A continuación aparece la sentencia de Catón: “el alma del amante habita en la del amado”. Plutarco la explota para unir pasión + formación moral: el enamorado recorre “un largo camino” guiado por la figura, carácter, vida y acciones del amado, y eso puede funcionar como vía rápida hacia la virtud. Así Plutarco vuelve a lo que venía defendiendo desde antes del conflicto: el amor, entendido correctamente, transporta hacia la amistad y la virtud, y su “auriga” (imagen compatible con Platón) no es otro que el dios Eros.

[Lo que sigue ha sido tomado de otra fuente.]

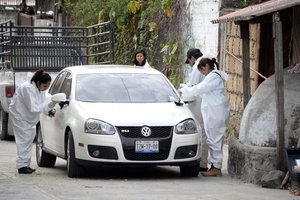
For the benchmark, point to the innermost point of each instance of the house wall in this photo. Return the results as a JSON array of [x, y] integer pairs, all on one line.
[[296, 35], [231, 60], [202, 33]]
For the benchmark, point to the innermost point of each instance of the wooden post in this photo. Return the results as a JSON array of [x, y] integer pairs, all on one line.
[[246, 62], [279, 89]]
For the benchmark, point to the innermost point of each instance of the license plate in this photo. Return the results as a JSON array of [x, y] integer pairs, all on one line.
[[146, 147]]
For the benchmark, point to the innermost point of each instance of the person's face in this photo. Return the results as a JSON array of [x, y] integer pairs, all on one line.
[[192, 61], [205, 69], [140, 57], [43, 86]]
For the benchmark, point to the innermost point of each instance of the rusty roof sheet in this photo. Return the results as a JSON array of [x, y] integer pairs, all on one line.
[[257, 10]]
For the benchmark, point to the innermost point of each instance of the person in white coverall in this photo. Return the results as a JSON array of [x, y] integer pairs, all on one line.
[[27, 104], [193, 58], [140, 59], [215, 110]]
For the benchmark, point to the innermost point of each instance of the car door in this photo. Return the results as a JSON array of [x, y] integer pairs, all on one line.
[[49, 125], [61, 115]]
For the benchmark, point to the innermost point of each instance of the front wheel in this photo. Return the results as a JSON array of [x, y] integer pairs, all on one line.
[[73, 169], [190, 170], [43, 158]]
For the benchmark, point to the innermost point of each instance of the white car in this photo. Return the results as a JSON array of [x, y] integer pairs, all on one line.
[[116, 114]]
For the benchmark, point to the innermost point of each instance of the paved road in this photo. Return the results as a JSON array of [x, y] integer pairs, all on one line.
[[163, 183]]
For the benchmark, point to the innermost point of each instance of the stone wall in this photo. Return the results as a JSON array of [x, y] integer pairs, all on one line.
[[249, 163]]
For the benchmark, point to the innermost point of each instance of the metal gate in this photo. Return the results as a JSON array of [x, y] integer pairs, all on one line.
[[53, 48]]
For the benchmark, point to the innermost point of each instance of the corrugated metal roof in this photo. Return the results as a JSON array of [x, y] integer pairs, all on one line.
[[257, 10]]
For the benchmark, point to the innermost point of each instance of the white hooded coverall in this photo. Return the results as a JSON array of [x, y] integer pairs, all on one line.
[[27, 104], [215, 110], [195, 78]]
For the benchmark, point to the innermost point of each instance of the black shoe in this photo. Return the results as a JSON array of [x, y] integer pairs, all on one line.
[[203, 169], [25, 170]]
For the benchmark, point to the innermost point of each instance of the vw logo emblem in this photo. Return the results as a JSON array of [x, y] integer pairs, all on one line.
[[146, 131]]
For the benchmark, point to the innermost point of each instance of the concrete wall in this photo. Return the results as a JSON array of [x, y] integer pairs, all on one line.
[[202, 33]]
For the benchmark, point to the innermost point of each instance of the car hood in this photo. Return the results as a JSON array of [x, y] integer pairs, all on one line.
[[137, 114]]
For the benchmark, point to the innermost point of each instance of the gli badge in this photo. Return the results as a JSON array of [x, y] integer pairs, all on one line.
[[146, 131]]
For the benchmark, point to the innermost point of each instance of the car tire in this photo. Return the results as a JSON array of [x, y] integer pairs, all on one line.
[[43, 158], [73, 169], [189, 170], [3, 125]]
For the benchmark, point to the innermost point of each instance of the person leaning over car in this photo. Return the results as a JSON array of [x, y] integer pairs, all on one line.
[[27, 104], [193, 58], [215, 110]]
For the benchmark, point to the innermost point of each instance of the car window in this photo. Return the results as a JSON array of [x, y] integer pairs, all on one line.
[[57, 83], [124, 88]]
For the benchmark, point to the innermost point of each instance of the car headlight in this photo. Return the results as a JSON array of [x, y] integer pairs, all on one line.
[[187, 126], [99, 127]]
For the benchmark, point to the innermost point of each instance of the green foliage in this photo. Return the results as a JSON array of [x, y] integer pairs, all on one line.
[[170, 54], [137, 23]]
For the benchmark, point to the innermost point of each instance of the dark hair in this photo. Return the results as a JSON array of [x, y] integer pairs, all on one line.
[[40, 77], [144, 61], [211, 62]]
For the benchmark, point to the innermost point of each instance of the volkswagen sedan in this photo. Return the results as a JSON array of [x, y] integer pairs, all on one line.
[[117, 115]]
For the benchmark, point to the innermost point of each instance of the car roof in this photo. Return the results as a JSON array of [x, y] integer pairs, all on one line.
[[111, 68]]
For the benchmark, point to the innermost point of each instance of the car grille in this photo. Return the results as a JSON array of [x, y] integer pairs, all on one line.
[[131, 134], [135, 132]]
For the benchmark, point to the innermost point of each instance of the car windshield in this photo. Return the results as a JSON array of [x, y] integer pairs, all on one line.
[[127, 88]]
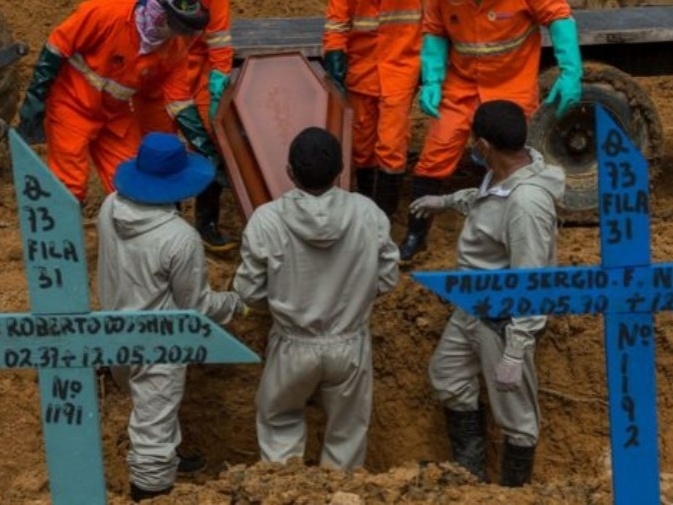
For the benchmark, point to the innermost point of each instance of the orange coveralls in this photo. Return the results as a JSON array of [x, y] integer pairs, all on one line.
[[211, 50], [495, 54], [88, 112], [382, 40]]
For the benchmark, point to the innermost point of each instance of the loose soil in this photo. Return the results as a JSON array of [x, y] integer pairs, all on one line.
[[408, 448]]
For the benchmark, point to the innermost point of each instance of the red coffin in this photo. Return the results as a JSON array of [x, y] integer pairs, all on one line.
[[273, 98]]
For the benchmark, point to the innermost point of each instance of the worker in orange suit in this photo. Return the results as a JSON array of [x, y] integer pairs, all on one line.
[[371, 49], [89, 69], [210, 61], [474, 51]]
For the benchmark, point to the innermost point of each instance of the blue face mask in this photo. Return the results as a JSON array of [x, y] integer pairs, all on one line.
[[477, 158]]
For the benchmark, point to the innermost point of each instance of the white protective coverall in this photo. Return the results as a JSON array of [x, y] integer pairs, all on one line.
[[512, 225], [319, 262], [149, 258]]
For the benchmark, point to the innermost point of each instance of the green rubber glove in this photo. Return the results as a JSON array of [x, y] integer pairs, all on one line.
[[434, 63], [567, 89], [217, 83], [190, 125], [31, 114], [336, 66]]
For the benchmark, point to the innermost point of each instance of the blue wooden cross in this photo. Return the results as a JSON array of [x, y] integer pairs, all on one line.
[[626, 288], [65, 341]]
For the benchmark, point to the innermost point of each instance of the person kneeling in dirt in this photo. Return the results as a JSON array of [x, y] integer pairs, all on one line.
[[318, 257], [510, 223], [149, 258]]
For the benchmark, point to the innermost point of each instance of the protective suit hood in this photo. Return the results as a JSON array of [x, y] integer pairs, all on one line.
[[317, 220], [551, 178], [131, 219]]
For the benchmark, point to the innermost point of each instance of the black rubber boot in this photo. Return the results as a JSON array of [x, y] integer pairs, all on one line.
[[366, 181], [207, 213], [418, 228], [468, 440], [138, 494], [190, 464], [387, 192], [517, 465]]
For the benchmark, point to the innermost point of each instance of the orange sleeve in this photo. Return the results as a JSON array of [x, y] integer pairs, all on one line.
[[218, 37], [86, 28], [548, 11], [338, 24], [177, 85], [433, 22]]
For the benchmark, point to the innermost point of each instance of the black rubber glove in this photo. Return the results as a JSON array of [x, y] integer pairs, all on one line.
[[191, 126], [31, 114], [336, 66]]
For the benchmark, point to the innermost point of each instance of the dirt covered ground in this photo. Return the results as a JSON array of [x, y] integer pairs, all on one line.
[[407, 443]]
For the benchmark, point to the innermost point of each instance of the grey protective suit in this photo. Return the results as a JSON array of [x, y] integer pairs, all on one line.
[[319, 262], [149, 258], [512, 225]]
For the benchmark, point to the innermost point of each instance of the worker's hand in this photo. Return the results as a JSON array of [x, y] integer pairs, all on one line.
[[336, 66], [426, 206], [508, 373], [248, 311], [217, 83], [567, 91], [429, 98], [31, 124]]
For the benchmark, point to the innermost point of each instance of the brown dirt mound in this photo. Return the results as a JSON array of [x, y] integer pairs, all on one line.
[[218, 415]]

Con ese piso, Plutarco anuncia un cambio de fase argumental: si juzgamos a los dioses por poder y utilidad, hay que examinar si Eros cede ante otros dioses. Aquí introduce una tesis crucial: Afrodita sin Amor vale poco; su gracia es débil y cae en hastío. Lo expresa con imágenes duras: muchas veces, cuando una cortesana “enciende su lámpara”, pasan de largo; pero si llega “un vendaval” de amor auténtico, lo mismo se vuelve digno de “los tesoros de Tántalo”. Es decir: lo sexual por sí solo es barato, intercambiable, cansable; lo que vuelve “caro”, heroico y estable el vínculo es Eros como fuerza que enciende el alma, no sólo el cuerpo.
Para probarlo, Plutarco recurre a ejemplos sociales extremos: hay quienes compartieron placeres sexuales y prostituyeron concubinas e incluso esposas. Cuenta la anécdota del romano Gaba con Mecenas: deja hacer señales a su mujer y hasta bromea con un ladrón (“duermo sólo para Mecenas”). Y da otro ejemplo político: en Argos, Faílo disfraza a su mujer para evitar que el rey Filipo la use como palanca de poder. El punto de estas historias no es la moralina, sino la diferencia entre “sexo negociable” y “amor no negociable”.
Por eso Plutarco pregunta: entre tantos amantes, ¿conoces alguno que haya prostituido a su amado por “los honores de Zeus”?. Él responde: no. Y lo explica sociológicamente: incluso los tiranos, que no tienen rivales en lo político, sí los tienen en el amor: los celos y la competencia por el amado son feroces. Remata con el motivo del tirano-cazador: cuando los tiranos intentaron seducir a los amados, algunos —Aristogitón, Antileonte, Melanipo— arriesgaron la vida para defenderlos como “santuarios inviolables”. En su lógica, esto muestra que Eros puede generar una lealtad y una sacralidad práctica que Afrodita sola no produce.
Plutarco añade dos anécdotas sobre Alejandro: ofrece diez talentos por una cantora si el dueño no está enamorado; y ante Antipátrides, al saber que está enamorado de una tañedora de lira, se contiene y no la toca. Aquí el detalle psicológico importa: el poder político podría comprar o tomar; pero el reconocimiento de “estar enamorado” crea un límite, una especie de respeto sacral: otra señal de que Eros opera como fuerza superior a la mera conveniencia.